THE MARKET AT A GLANCE
In the 1980s, cross-border capital movements accelerated with the advent of computers and technology, extending market continuum through Asian, European and American time zones. Transactions in forex market bounded from about $70 billion a day in the 1980s, to almost $2 trillion a day two decades later. This exceeds GDPs of almost all countries.
International currency market is a foreign concept to average individuals. Although it seems complex, the average individual can begin to understand and easily transact in the foreign exchange market and use it as a financial instrument for future investing.
Whether or not you are aware, you already play a role in the foreign exchange market, also known as the Forex market. The simple fact that you have money in your pocket makes you an investor of currencies. Whether you are an American, or you are a Turkish citizen you all use foreign currencies in your transactions.
The cash people have and money in their savings account are particularly in U.S. Dollars, German Mark, Swiss Franc and Japanese Yen. The value of your stocks, bonds, and other investments are expressed in U.S. Dollars and other main currencies.

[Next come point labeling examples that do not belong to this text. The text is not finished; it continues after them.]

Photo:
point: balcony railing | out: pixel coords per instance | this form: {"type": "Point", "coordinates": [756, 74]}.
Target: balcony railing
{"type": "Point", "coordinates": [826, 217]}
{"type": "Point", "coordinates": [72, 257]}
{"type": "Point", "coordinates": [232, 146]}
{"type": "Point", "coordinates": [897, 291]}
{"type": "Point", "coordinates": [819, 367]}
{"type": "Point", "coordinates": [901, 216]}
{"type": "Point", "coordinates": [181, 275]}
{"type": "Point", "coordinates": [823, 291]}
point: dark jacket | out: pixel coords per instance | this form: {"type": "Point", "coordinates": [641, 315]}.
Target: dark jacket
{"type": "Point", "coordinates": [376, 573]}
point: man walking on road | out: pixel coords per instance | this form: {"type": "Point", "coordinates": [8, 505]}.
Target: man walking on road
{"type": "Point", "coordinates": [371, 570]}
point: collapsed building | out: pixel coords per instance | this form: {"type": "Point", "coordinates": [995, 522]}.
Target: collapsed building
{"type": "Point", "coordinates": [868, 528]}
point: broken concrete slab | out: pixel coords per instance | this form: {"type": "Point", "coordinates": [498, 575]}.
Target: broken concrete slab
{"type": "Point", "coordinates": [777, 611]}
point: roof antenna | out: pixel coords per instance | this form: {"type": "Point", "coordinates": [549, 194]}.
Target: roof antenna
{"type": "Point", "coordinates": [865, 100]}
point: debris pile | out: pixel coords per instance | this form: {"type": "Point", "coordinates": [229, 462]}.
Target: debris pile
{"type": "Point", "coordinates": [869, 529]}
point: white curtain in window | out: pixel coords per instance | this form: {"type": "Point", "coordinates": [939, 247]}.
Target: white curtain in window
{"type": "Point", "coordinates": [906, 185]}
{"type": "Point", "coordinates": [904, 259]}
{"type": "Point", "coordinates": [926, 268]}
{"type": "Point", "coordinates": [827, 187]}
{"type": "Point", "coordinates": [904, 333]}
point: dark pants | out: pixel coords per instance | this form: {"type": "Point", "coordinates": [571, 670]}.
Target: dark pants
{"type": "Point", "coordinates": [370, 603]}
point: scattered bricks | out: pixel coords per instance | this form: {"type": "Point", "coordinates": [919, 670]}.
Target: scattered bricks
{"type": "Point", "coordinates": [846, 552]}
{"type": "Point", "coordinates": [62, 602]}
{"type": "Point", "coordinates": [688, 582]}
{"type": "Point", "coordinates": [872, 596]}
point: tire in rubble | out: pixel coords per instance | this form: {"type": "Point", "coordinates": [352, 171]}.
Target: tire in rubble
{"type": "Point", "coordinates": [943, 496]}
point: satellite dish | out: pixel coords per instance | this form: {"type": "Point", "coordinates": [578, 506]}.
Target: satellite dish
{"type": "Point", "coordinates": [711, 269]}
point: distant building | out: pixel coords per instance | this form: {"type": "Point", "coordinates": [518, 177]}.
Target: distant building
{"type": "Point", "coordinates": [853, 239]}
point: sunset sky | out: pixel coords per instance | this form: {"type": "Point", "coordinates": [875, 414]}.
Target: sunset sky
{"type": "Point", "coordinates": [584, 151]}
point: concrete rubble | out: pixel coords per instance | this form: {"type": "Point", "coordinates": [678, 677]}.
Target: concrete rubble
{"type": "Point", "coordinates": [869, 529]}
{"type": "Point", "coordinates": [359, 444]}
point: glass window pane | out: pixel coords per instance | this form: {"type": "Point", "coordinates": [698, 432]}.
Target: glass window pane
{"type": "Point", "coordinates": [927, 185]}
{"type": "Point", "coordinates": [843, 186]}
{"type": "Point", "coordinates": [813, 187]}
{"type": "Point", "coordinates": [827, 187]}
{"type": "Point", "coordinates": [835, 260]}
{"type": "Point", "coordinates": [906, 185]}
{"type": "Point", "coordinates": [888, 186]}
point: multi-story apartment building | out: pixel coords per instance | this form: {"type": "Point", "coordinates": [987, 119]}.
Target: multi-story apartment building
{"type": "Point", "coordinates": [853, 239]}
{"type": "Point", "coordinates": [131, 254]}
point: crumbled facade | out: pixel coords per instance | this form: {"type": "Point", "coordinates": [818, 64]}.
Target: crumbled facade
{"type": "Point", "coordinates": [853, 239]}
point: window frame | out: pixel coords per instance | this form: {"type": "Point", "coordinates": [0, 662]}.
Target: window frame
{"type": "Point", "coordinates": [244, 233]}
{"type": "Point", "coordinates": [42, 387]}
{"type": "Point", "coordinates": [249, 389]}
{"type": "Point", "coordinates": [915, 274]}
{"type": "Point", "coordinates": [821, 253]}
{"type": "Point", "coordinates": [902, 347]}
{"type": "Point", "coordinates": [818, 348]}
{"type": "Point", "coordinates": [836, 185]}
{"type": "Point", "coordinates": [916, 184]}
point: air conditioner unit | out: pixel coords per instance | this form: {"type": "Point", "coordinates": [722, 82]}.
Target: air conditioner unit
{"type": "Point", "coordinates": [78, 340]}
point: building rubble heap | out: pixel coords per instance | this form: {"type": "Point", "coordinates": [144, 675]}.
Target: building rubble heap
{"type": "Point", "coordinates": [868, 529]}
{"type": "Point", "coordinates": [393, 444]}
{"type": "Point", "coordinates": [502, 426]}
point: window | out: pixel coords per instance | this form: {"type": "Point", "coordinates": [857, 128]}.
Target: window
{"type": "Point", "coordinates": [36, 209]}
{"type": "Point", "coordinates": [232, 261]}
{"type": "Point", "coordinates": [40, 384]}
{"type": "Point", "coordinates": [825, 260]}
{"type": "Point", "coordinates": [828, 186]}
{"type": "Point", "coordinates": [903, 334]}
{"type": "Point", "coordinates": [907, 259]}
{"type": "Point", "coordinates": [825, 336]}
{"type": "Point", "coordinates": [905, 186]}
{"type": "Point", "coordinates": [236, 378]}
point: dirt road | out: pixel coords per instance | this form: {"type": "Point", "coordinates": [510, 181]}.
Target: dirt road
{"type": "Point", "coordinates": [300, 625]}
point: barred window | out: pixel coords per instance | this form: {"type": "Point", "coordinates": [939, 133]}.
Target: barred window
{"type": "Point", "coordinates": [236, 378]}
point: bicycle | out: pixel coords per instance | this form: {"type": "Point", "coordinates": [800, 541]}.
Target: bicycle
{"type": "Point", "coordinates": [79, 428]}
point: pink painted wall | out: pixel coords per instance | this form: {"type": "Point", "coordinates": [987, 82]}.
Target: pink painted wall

By holding U.S. Dollars, for example, you have basically elected not to hold the currencies of other nations. Your purchase of stocks, bonds, and other investments, along with money deposited into your bank account represent investments which rely heavily on the integrity of the value of the currency in which it is denominated---the U.S. Dollar. Due to the increasing and decreasing value of the U.S. Dollar with respect to other currencies and the resultant fluctuation in exchange rates, your investment portfolio may have experienced changes in value, thus affecting your overall financial status. With this in mind, it should be no surprise that many shrewd investors have taken advantage of the fluctuation in exchange rates using the volatility of the foreign exchange market to trade currencies and put more money in their pockets.